私は高校の卒業前に学年主任の先生が歌ってくれた長渕剛さんの『乾杯』だ。

 この秋、高校の同窓会が大々的に開かれるらしい。当時の生徒、担任の先生、当時の校長や関わってくれた先生方にも声をかけ、学年全体で集まるとのことだ。
こんな風に集まるのは成人式のとき以来である。
同窓会、それこそ二十歳のころは割と頻繁に耳にした気がする。
小学校卒業以来初めて会うクラスメイト。男の子は身長の伸び具合に驚いたし、女の子はメイクもしていて、もう名前を確かめないと誰が誰かなんて確信が持てなかった。
私自身も小学生までショートカットだった髪がロングヘアになっていると驚かれたことが「そこに驚くんだ?!」と新鮮で面白かった。喋ると「中身は変わってない!」と感動されたことは喜んで良かったのか未だに分からないが。

同窓会に限らず、幼い頃や学生時代を知っている間柄の人と、大人と言われる年齢になって会うと不思議な気持ちになる。
挨拶は「お疲れ。」になった。昔はなんて挨拶するのが自然だったっけ。
お洒落なカフェや居酒屋のテーブルに並ぶご飯に、なんだか公園のベンチに持ち寄って食べたお菓子が懐かしく、恋しくなったり。
あ、でも、持ってるコップの中身は違うけど「乾杯!」は大人の真似して言ってたな。
なんて、あの頃から少し大人になってしまった自分を見せるのがこっぱずかしいのはお互い様だろうか。

話をこの秋の高校の同窓会に戻すが、最近の社会情勢を考えると同窓会の開催は難しいかもしれない。学年全体という大々的なものなら尚更、その前に立つ壁は大きいと思う。
成人式のあとに一度集まっているけれど、全員が二十歳を迎えていたわけではないから、みんな大人と言われる年齢になってから初めて会える機会。
卒業前に学年主任の先生が歌ってくれた『乾杯』という歌がきっとまた違った風に聴こえるんだろうなと思うと、この機会が無くなってしまうのは残念だ。
もし今回は難しくてもまたそう遠くない未来で再会できたらいいなと思う。
最終的な判断は同窓会を計画してくれた子たちに委ねられるだろうが、どんな判断になっても気に病まないでほしい。
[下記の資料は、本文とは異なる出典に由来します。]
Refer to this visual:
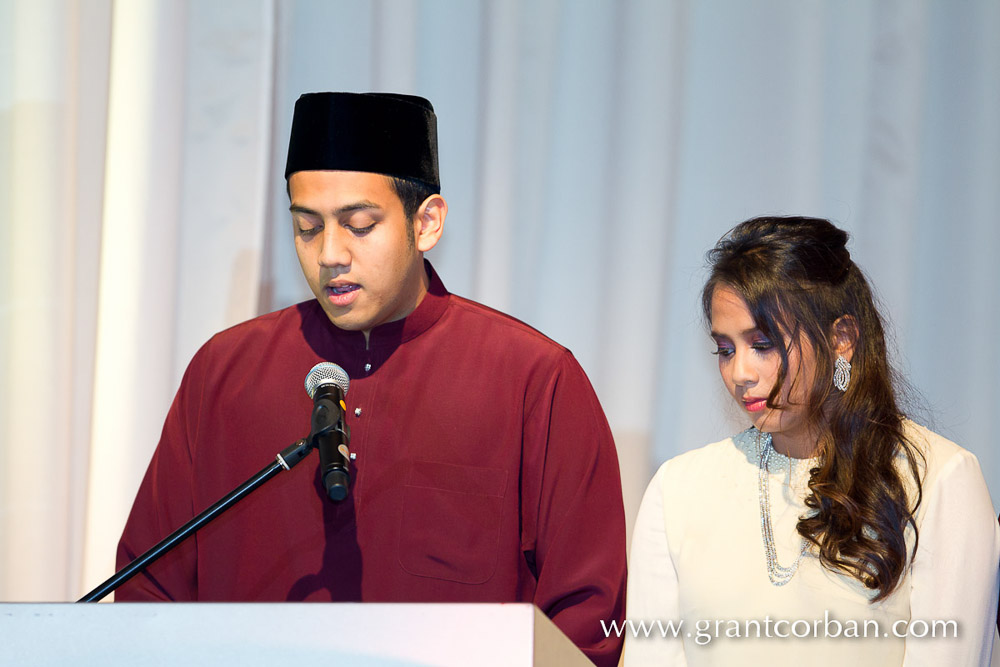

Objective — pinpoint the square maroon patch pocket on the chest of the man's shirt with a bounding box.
[399,461,507,584]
計画してくれただけでも感謝の気持ちでいっぱいだ。

 ところで、先ほどこの秋の同窓会について伝聞表現を使って書いたのは私が直接この同窓会について聞いていないからだ。
どうやら高3の時のクラスごとに連絡がされているらしいのだが、今現在でも交流があるのが違うクラスだった同じ部活の仲間だけのため、その仲間に同窓会について教えてもらった。
その仲間が私の連絡先を伝えようとしてくれているのだが、折角会うならもうちょっと成長しないと恥ずかしいというエゴを捨てきれておらず。やっかいなのだ。
でも先ほど書いた通り、そう遠くない未来で高校時代のみんなに再会したい気持ちも本当。
贅沢な悩みを抱えながら、今日もお疲れ様でした。乾杯。